14 views

Umar Gagal Pimpin Tubabar

FOKUS- Setelah ditinggal eks Bupati Tubabar Bakhtiar Basri yang menjadi Wakil Gubernur Lampung, Pemerintahan Tubabar seperti timpang. Bupati Tubabar Umar Ahmad gagal menaikan pendapatan asli daerah (PAD) di kabupaten yang berjuluk Ragem Sai Mangi Wawai tahun ini, merosot Rp 13 Miliar dari APBD sebelumnya yakni Rp 902 Miliar.

 

Dalam Rapat Paripurna DPRD Tubabar dalam Rangka Pembicaraan TK II atas Raperda APBD Tahun Anggaran 2016, Kamis (26/11) di Gedung DPRD setempat seluruh fraksi menyatakan setuju tanpa memberikan masukan atas defisit anggaran.

Umar yang di wakili Wakil Bupati Tubabar, Fauzi Hasan dalam sambutannya mengatakan, pihaknya sangat mengapresiasi atas disahkannya Raperda APBD Tahun Anggaran 2016. Meskipun melalui pembahasan secara intens dan alot.

 

“Kesepakatan tercapai pada hari ini, tentunya dengan didasari komitmen yang sama untuk mempertahankan postur APBD yang pro-rakyat,” kata dia.

 

Dia menjelaskan, di 2016 pemkab akan memperkuat pengalokasian dana APBD untuk pembangunan infrastuktur, pendidikan, dan kesehatan.
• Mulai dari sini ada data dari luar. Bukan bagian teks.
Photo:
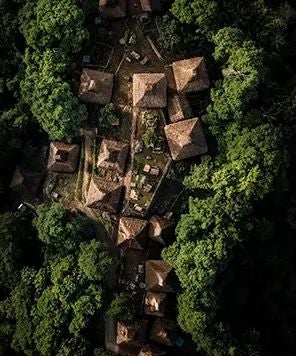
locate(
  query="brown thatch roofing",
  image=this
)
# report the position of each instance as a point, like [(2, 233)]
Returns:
[(179, 108), (126, 332), (164, 331), (191, 75), (150, 5), (113, 155), (113, 8), (132, 233), (95, 86), (63, 157), (159, 229), (158, 274), (104, 195), (149, 90), (155, 303), (186, 139), (151, 350)]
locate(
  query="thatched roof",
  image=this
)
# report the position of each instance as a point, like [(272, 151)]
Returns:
[(151, 350), (164, 331), (179, 108), (149, 90), (104, 195), (126, 332), (155, 303), (95, 86), (159, 229), (113, 8), (186, 139), (113, 155), (158, 276), (191, 75), (150, 5), (63, 157), (132, 233)]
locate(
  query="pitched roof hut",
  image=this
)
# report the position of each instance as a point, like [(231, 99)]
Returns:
[(191, 75), (132, 233), (96, 87), (113, 8), (179, 108), (164, 331), (186, 139), (160, 229), (150, 5), (151, 350), (63, 157), (157, 277), (155, 304), (113, 155), (104, 195), (149, 90)]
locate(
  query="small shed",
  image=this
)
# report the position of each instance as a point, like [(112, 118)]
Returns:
[(149, 90), (186, 139), (155, 304), (96, 87), (160, 229), (104, 195), (164, 331), (158, 276), (113, 155), (132, 233), (150, 5), (63, 157), (113, 8), (179, 108)]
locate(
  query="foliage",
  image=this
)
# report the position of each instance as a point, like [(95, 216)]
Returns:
[(121, 307), (54, 304)]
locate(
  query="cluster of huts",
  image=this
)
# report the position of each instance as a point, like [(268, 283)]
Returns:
[(153, 331), (184, 133)]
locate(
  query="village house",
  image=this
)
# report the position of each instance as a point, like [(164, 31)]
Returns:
[(104, 195), (132, 233), (131, 336), (96, 87), (113, 8), (160, 229), (186, 139), (113, 155), (150, 5), (164, 331), (155, 304), (151, 350), (191, 75), (179, 108), (63, 157), (149, 90), (158, 276)]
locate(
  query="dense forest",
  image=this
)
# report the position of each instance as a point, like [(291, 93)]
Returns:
[(234, 253)]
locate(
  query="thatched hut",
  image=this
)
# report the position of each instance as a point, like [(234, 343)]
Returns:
[(158, 276), (96, 86), (113, 155), (186, 139), (132, 233), (149, 90), (63, 157), (191, 75)]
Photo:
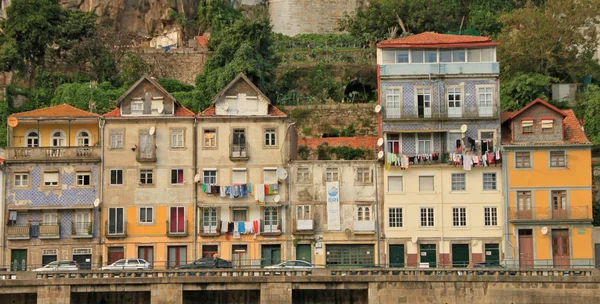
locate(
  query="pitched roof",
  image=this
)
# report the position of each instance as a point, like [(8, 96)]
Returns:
[(436, 40), (233, 82), (63, 110)]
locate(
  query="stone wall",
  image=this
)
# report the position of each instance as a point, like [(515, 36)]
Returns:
[(181, 64)]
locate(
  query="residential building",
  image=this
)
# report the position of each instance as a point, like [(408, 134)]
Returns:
[(439, 96), (335, 211), (244, 144), (148, 186), (548, 188), (52, 183)]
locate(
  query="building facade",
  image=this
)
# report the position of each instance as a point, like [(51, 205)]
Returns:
[(548, 192), (148, 178), (52, 188), (439, 123), (244, 145), (335, 212)]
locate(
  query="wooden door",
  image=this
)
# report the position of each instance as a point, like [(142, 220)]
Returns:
[(560, 248)]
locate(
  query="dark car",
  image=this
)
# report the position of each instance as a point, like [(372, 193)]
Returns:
[(206, 263)]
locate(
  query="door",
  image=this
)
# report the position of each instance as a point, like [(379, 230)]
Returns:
[(460, 255), (492, 254), (396, 256), (304, 252), (115, 254), (525, 248), (428, 255), (560, 248), (177, 256), (271, 255), (18, 259)]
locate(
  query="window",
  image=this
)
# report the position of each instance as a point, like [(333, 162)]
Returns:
[(116, 139), (270, 136), (176, 176), (116, 221), (21, 179), (395, 217), (50, 179), (331, 175), (423, 143), (459, 217), (83, 139), (426, 184), (303, 175), (490, 215), (458, 182), (177, 138), (363, 175), (427, 217), (522, 160), (146, 176), (395, 184), (303, 212), (547, 125), (210, 177), (146, 215), (210, 138), (558, 159), (32, 139), (83, 178), (270, 176), (239, 176), (116, 176), (239, 214), (363, 213), (527, 126), (489, 181)]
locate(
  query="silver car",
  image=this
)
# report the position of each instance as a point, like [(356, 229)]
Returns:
[(128, 264)]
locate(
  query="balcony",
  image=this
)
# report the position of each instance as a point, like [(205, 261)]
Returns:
[(82, 230), (18, 232), (572, 214), (116, 229), (364, 227), (303, 226), (49, 231), (177, 229), (239, 152), (427, 69), (53, 154)]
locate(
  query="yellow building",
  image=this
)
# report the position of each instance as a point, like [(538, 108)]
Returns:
[(548, 188), (148, 177)]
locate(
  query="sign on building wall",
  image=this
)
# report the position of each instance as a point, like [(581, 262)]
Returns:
[(333, 206)]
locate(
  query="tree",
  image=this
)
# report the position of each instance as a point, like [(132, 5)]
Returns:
[(557, 38)]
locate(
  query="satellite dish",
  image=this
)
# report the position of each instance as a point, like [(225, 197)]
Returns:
[(13, 122), (281, 173)]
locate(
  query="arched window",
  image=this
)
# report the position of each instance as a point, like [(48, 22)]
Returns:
[(32, 139), (58, 139), (84, 138)]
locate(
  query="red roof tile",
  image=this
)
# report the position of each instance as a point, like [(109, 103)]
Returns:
[(63, 110), (436, 40)]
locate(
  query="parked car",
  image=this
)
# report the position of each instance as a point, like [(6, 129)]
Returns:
[(59, 266), (128, 264), (206, 263), (295, 264)]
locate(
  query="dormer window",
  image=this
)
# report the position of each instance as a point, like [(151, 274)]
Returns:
[(527, 125)]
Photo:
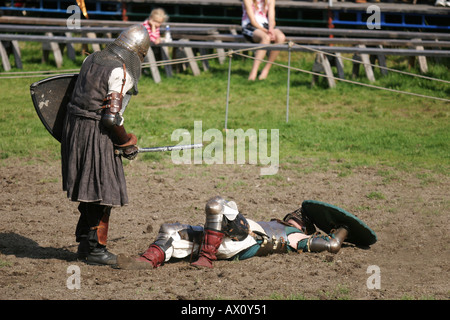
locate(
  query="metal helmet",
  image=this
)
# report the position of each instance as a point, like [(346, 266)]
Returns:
[(135, 38)]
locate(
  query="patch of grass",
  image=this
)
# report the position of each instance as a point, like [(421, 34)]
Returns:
[(341, 128)]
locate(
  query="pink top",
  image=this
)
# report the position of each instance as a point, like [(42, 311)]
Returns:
[(260, 13), (153, 35)]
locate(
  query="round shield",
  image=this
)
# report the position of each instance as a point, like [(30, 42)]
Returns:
[(327, 217)]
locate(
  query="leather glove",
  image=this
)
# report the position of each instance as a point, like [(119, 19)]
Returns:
[(128, 149), (130, 152)]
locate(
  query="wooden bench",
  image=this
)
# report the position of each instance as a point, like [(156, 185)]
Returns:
[(211, 36)]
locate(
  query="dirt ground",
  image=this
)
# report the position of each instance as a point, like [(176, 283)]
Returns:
[(408, 211)]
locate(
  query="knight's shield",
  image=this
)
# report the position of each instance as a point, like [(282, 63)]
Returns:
[(327, 217), (50, 97)]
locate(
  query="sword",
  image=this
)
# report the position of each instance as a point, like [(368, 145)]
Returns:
[(164, 148)]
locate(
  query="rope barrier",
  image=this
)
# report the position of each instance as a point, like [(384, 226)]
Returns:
[(30, 74), (350, 81)]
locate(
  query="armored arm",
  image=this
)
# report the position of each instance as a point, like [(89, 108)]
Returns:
[(113, 120)]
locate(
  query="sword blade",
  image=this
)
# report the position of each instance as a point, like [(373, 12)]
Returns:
[(170, 148)]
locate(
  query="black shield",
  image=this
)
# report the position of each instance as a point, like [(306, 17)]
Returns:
[(50, 97), (327, 217)]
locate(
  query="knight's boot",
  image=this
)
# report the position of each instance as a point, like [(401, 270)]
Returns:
[(97, 237), (330, 243), (211, 242), (83, 248), (152, 258)]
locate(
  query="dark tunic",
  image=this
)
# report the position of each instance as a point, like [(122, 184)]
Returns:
[(91, 171)]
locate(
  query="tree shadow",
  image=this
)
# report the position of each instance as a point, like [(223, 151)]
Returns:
[(20, 246)]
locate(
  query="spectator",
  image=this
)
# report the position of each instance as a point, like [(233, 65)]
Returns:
[(153, 24), (258, 26)]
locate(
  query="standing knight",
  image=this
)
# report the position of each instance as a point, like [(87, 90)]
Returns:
[(93, 129)]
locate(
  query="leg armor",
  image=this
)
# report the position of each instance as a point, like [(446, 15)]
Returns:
[(162, 248), (330, 243), (92, 233)]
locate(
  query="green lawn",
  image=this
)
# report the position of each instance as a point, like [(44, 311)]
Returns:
[(350, 125)]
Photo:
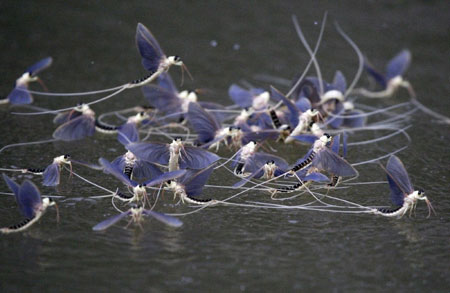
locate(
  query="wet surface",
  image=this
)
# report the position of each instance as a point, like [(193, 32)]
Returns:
[(224, 248)]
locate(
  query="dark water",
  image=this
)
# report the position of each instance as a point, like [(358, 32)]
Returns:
[(223, 248)]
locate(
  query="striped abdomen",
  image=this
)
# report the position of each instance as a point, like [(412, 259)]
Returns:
[(305, 163), (36, 170), (290, 188), (276, 122)]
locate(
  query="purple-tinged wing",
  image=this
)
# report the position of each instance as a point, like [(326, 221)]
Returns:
[(379, 78), (143, 170), (168, 220), (75, 129), (20, 96), (307, 138), (398, 174), (398, 65), (127, 133), (165, 81), (240, 96), (293, 110), (118, 173), (354, 119), (344, 144), (15, 188), (303, 104), (150, 152), (37, 67), (339, 82), (66, 116), (317, 177), (165, 177), (29, 199), (110, 221), (194, 180), (326, 160), (51, 175), (336, 144), (196, 158), (203, 123), (149, 48), (162, 99)]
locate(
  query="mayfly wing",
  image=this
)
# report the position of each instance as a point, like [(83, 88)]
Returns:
[(110, 221), (12, 185), (196, 158), (112, 169), (29, 199), (37, 67), (144, 170), (398, 65), (148, 48), (51, 175), (168, 220), (151, 152), (397, 171)]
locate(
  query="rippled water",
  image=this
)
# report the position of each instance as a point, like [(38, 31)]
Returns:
[(225, 248)]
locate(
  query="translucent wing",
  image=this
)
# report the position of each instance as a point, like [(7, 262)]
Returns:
[(148, 48), (168, 220), (150, 152), (203, 123), (145, 170), (13, 186), (196, 158), (194, 180), (339, 82), (308, 138), (162, 99), (110, 221), (240, 96), (165, 177), (317, 177), (51, 175), (293, 110), (20, 95), (127, 133), (303, 104), (37, 67), (75, 129), (112, 169), (326, 160), (379, 78), (29, 199), (398, 65), (398, 174)]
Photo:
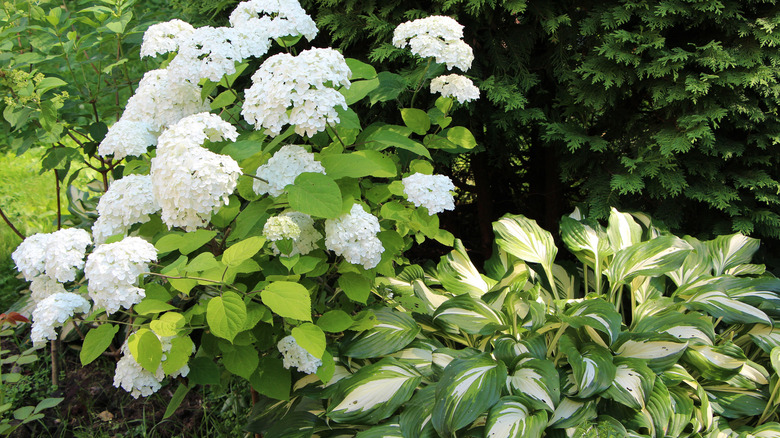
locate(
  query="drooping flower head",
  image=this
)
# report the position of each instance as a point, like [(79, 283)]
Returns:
[(127, 138), (128, 201), (353, 235), (190, 182), (298, 84), (282, 169), (456, 86), (273, 19), (112, 272), (296, 226), (437, 37), (433, 192), (161, 101), (52, 312), (293, 355), (165, 37)]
Dengan demikian diharapkan dapat memacu pertumbuhan ekonomi masyarakat di Tubabar.

 

“Selain kita ingin menselaraskan program dengan pemprov, diharapkan juga mampu menaikan sistem ekonomi di Tubabar,” ujar dia.

 

Dengan disahkannya APBD 2016 sambung Mantan Kepala Bappeda Tubabar ini, menjadi konsekuensi bagi jajaran eksekutif dan legislatif agar bersama-sama mewujudkan serta mengawasi pelaksanaan atau penggunaan APBD.

 

“Tentunya tanggung jawab itu tetap dalam koridor fungsi, tugas,dan kedudukan masing-masing,” tegasnya.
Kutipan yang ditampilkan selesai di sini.